About the order of operator schedule.

timely-dataflow/src/progress/nested/subgraph.rs

Line 277 in cb23a26

.for_extensions(&self.path[..], |index| temp_active.push(Reverse(index)));

Hi，Frank, I'm reading the event-driven codes. At this line, you push the active operator's index into the priority queue, where the less index will be popped first. I have an adventurous idea if it is also applicable to pop the queue with reverse order. In this way, the operator with a larger index will be scheduled first, and the buffered inputs for this operator will be consumed immediately. Otherwise, the inputs of the operator with the larger index will linger until the parent operators which would produce more inputs have been scheduled, it may be not memory friendly.

It's an interesting question which order is best for processing. In the future, I'd like to make it something you can programmatically alter.

For the moment, though, processing operators in topological order has some appealing properties. Mainly, it guarantees that we do at most one pass through the operators, and we avoid what could be an unbounded amount of work (either with a loop present, or in a "complete" digraph doing an exponential amount of work).

You are right that we might prefer to schedule immediately downstream operators especially if it looks like a pipeline locally, and that could be something a user indicates. What do you think about the possibility that you get to specify a total order on the operators, and they are processed once in that order? Would that suffice, or is the intent to return to an operator multiple times if it has multiple inputs?

Also, how does the event driven scheduling work for you folks? I tried mocking up an example that looked a bit like your test case (in your document) and performance improved, but if you have specifics to report that would be useful too.

I think it is sufficient if I can plugin-in a scheduling strategy processing operators in arbitrary order.

As it seems that the flow control is more emergency in our scenarios at this moment, we haven't tested the performance improvement of the event-driven scheduling so far. We read the paper of "Faucet", and try to figure out whether it is enough for our tasks. Currently, I don't know is the Faucet pattern also effective for loops?

You should be able to use Faucet-style techniques in loops, in principle. It is a bit hard to say anything too precise without knowing about the computation.

Generally the Faucet work suggests putting a regulator in place (wherever "expansion" happens, like in a flatmap or a join), and this regulator should space out released records so that batches are only released as prior batches complete. Exactly what they complete is a different question, that depends on your needs.

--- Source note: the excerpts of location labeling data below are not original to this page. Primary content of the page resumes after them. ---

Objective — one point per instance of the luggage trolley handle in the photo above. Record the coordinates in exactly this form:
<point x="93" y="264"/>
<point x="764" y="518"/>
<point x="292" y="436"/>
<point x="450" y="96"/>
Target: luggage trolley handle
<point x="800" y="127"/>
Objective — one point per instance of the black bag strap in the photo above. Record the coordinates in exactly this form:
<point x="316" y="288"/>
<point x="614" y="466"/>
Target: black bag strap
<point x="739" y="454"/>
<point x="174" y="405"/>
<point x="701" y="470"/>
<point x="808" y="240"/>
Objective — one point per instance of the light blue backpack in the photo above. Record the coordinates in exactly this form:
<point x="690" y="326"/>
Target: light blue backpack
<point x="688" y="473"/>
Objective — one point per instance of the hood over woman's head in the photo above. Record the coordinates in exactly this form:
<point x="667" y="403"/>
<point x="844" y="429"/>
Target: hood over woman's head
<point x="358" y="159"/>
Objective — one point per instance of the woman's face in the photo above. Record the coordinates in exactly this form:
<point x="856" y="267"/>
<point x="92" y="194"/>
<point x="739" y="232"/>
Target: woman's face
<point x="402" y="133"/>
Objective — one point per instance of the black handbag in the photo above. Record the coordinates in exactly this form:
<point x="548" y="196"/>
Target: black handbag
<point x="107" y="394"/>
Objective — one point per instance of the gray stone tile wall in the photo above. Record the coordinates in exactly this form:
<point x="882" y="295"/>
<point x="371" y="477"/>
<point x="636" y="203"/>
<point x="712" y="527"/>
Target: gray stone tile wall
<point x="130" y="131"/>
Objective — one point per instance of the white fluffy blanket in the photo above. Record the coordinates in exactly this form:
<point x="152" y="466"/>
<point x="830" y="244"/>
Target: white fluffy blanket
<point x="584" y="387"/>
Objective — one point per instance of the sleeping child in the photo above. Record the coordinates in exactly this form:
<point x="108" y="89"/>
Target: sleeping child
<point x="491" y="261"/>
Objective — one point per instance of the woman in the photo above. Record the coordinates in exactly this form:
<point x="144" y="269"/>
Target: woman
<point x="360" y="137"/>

Here is an example. Let's imagine that you are writing a loop, and you use a u64 for your loop coordinate, and you use the high 32 bits for the round of iteration. You can now use the low 32 bits for Faucet-style batch identifiers. As timestamps go around the loop you increment them by one (in the low bits) but can then delay them to effect a high-order round increment (you may not want to promise to always increment each timestamp by 2^32, as this does not allow you to reset the batch).

Alternately, you have a loop whose coordinates are (round, batch) but which use the lexicographic order (probably best to stay with high / low bits for the moment).

Your regulator is able to withhold (round, batch+1) until all of (round, batch) have cleared the end of the loop. There may still be (round + 1, ??) records circulating, but by the same reasoning there should be at most one batch of them, and each round of iteration.

I do not quite understand. If there is an input with a timestamp '[0,0]' will loop n times, and imagine that in each circulation the output will 100 times larger than the input. So when the first circulation finishing there will be 100 *'[0,0]', what should I do? If I hold 90 '[0,1]' and let 10 '[0,0]' to re-enter the circulation, there will be 1000 * '[1,0]' back(plus 90 '[0,1]', there are 1090 data, is it right?). With more circulation, there will be more data to be held by the Batcher. Although only one batch data is in circulating, the Batcher hold too many data. I think data with higher round should be scheduled first, and leave the loop quickly, like dfs.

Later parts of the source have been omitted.